Everything except #4 is very centered.  I'd love to see some variety that leads me to look elsewhere in the photo.  

I'll admit I generally don't like selective color at all.  But if you're going to do it, I think it would be better to pick just one subject to focus on and leave in color (especially in #2-the center taxi makes sense as a primary subject, having 2 taxis colored makes less sense to me)

I also like the repeating pattern in #4.


----------



## stephvanity (Oct 21, 2010)

I love the different effect you took on a very generic photo.  More like this!


----------



## waynegz1 (Oct 21, 2010)

I will work on these more to make them that much more effective. If you guys have techniques that work for you, please share them.


----------



## DerekSalem (Oct 21, 2010)

Definitely too centered...every one of them (except for the last) seems to be directly centered and sort of mirrored.

They're not leveled. None of them are. 3 are close, but not quite level.

Selective coloring...meh. Some people like it, but a vast majority of people don't. It's a bit weird that you put the focus on the CPH on the police bikes by selectively coloring them.


----------



## KmH (Oct 21, 2010)

waynegz1 said:


> ......What could I have done to make these more effective?

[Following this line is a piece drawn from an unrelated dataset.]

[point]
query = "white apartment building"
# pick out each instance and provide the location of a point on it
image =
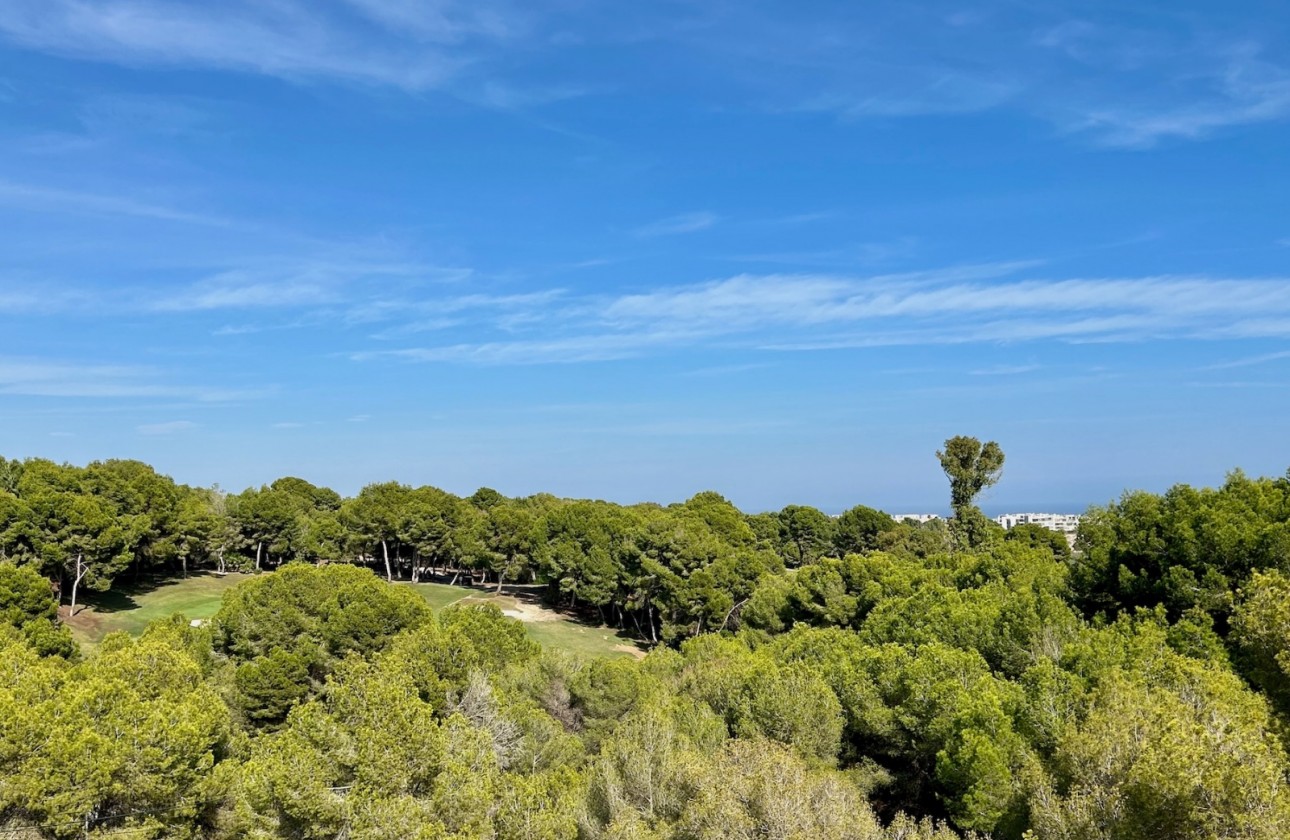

Study and apply the various guidlelines for effective visual composition, that apply to the image frame, graphic and photographic elements, light, color, line, form, shape, and intent.

Guidelines like Simplicity, Balance, the Rule of Thirds, color complementarity, use of negative space, leading lines, spatial relationships, diagonal lines to emphasize motion, horizontal lines to convey tranqulity, etc.

http://www.photoinf.com/
http://www.ronbigelow.com/articles/adv_comp/adv_comp.htm
http://www.diagonalmethod.info/

Book recommendations: *The Photographers Eye* by Michael Freeman. *Picture This* by Molly Bang. *Learning To See Creatively* by Bryan Peterson.

I reget to report that the Nikon's 18-200 mm is one of the worst lens values in their current lineup, and has complex barrel distortion in the corners at 18 mm. The distortion does improve until it becomes pincushion distortion at about 35 mm. 

Also your images have an embedded ICC profile. Did you embed the profile or make the images with the D60 set to B&W?


----------



## waynegz1 (Oct 21, 2010)

Fixed the barrel distortion. At least I think I did. 






Better?


----------